Was Italy's national accommodation database ready before the EU STR Regulation deadline?
Background
The BDSR (Banca Dati Strutture Ricettive) is Italy's central accommodation database, administered by the Ministry of Tourism as the backend registry for the CIN (Codice Identificativo Nazionale) short-term rental registration system. It serves as Italy's Single Digital Entry Point (SDEP) layer under EU Regulation 2024/1028 on data collection and sharing for short-term rental services, collecting property details, host information, and registration status for all accommodation operators. Italy had the CIN system feeding the BDSR live from January 2025, more than 16 months before the EU compliance Deadline, making it the earliest large member state to complete its national stack.

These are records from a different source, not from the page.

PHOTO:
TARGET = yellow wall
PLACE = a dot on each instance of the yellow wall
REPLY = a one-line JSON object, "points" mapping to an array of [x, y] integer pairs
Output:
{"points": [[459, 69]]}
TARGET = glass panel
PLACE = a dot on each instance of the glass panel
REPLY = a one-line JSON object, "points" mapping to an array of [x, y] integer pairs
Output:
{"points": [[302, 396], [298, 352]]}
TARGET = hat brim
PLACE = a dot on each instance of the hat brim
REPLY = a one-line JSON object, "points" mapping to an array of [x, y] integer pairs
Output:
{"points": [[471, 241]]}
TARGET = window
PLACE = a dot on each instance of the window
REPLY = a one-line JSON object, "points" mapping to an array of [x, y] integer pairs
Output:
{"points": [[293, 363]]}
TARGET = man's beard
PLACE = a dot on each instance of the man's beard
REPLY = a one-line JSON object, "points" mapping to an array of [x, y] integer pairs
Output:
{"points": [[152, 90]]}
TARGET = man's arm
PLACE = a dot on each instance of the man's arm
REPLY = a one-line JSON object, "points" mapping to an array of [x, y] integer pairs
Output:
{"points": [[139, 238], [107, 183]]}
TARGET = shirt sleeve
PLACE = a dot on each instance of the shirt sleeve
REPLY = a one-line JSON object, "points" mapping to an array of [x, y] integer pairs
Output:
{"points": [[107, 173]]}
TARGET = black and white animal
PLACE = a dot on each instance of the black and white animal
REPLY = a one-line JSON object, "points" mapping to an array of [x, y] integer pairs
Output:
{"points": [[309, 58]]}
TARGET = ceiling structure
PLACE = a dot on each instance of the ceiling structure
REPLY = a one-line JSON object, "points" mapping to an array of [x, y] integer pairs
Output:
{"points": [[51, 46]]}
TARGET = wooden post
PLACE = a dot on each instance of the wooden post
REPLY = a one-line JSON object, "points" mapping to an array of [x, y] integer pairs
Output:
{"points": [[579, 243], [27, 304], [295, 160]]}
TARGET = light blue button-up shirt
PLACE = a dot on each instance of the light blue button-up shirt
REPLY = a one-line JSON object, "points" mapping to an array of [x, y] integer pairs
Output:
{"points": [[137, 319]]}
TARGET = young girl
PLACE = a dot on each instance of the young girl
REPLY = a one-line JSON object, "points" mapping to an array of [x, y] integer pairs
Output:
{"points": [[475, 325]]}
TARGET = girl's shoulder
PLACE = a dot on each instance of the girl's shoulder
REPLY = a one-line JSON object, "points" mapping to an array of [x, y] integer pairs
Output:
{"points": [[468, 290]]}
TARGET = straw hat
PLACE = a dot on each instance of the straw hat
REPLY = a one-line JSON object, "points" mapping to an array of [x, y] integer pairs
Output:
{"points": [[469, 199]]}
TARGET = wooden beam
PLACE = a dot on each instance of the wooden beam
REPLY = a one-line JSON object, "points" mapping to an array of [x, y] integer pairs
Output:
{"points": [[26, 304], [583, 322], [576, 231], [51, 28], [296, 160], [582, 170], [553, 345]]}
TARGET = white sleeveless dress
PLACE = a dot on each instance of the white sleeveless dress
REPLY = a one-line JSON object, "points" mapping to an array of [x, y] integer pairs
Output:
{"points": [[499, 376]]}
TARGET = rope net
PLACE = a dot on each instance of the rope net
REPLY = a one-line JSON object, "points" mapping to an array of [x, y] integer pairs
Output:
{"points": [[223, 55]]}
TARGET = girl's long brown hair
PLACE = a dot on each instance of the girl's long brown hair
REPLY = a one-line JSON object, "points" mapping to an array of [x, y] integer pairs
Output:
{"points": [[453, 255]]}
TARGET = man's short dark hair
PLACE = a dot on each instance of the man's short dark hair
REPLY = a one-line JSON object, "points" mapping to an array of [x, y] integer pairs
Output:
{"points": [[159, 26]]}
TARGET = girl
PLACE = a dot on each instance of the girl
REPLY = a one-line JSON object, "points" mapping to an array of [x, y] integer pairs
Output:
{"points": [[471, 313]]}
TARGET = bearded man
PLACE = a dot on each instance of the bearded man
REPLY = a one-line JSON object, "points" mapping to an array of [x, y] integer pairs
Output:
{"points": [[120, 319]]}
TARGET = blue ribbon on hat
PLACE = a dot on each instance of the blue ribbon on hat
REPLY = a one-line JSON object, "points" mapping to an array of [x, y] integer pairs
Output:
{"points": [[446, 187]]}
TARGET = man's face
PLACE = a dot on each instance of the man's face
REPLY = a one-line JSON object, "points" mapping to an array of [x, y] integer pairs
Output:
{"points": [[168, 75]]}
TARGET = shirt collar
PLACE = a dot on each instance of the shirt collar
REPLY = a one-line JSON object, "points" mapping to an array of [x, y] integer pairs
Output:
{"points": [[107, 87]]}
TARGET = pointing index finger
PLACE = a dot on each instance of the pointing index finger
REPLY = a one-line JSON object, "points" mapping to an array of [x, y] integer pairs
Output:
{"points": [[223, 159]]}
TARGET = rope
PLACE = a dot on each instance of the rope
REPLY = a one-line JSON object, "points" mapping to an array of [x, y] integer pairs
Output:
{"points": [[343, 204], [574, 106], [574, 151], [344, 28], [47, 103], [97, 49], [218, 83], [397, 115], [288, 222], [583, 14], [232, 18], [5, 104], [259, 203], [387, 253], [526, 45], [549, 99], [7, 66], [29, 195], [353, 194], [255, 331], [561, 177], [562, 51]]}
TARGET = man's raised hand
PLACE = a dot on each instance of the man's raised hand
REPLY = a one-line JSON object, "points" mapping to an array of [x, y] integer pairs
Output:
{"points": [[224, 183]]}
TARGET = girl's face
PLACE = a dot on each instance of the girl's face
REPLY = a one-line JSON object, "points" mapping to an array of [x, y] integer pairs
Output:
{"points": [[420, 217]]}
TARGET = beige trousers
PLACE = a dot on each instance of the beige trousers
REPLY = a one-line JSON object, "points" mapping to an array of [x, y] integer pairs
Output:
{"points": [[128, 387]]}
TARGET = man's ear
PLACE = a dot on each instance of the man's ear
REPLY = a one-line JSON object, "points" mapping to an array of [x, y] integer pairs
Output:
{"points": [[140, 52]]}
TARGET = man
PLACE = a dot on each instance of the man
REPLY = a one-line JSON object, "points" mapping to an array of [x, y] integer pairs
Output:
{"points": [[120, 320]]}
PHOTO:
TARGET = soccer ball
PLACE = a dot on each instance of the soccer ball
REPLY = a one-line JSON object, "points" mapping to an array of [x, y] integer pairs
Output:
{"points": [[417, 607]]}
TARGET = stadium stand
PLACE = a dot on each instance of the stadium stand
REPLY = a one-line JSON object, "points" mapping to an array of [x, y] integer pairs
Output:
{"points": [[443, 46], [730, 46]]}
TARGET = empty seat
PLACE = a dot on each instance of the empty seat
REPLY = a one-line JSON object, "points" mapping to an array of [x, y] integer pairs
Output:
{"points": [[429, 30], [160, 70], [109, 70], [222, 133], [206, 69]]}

By January 2026, the Ministry of Tourism reported 694,287 registered structures with 621,262 CIN codes issued; roughly 11,000 positions remained under administrative verification. A Cruscotto (dashboard) operational layer was added in mid-2025 as an evolution of the original BDSR, providing geolocation mapping and interactive monitoring tools that allow municipalities to track accommodation density and support local enforcement. Platforms connecting to the BDSR API can validate CIN codes in real time; smaller platforms were still being onboarded in early 2026.
Italy's BDSR is the most operationally mature SDEP implementation among EU member states. The European Commission cites it as the reference architecture for member states still building their national portals, particularly those without legacy accommodation registration systems. The BDSR was built to replace fragmented regional registers that previously made cross-regional enforcement and taxation monitoring impossible; regional tourism authorities still feed data into it but retain their own inspection and enforcement powers, creating a dual-layer system with some reporting gaps.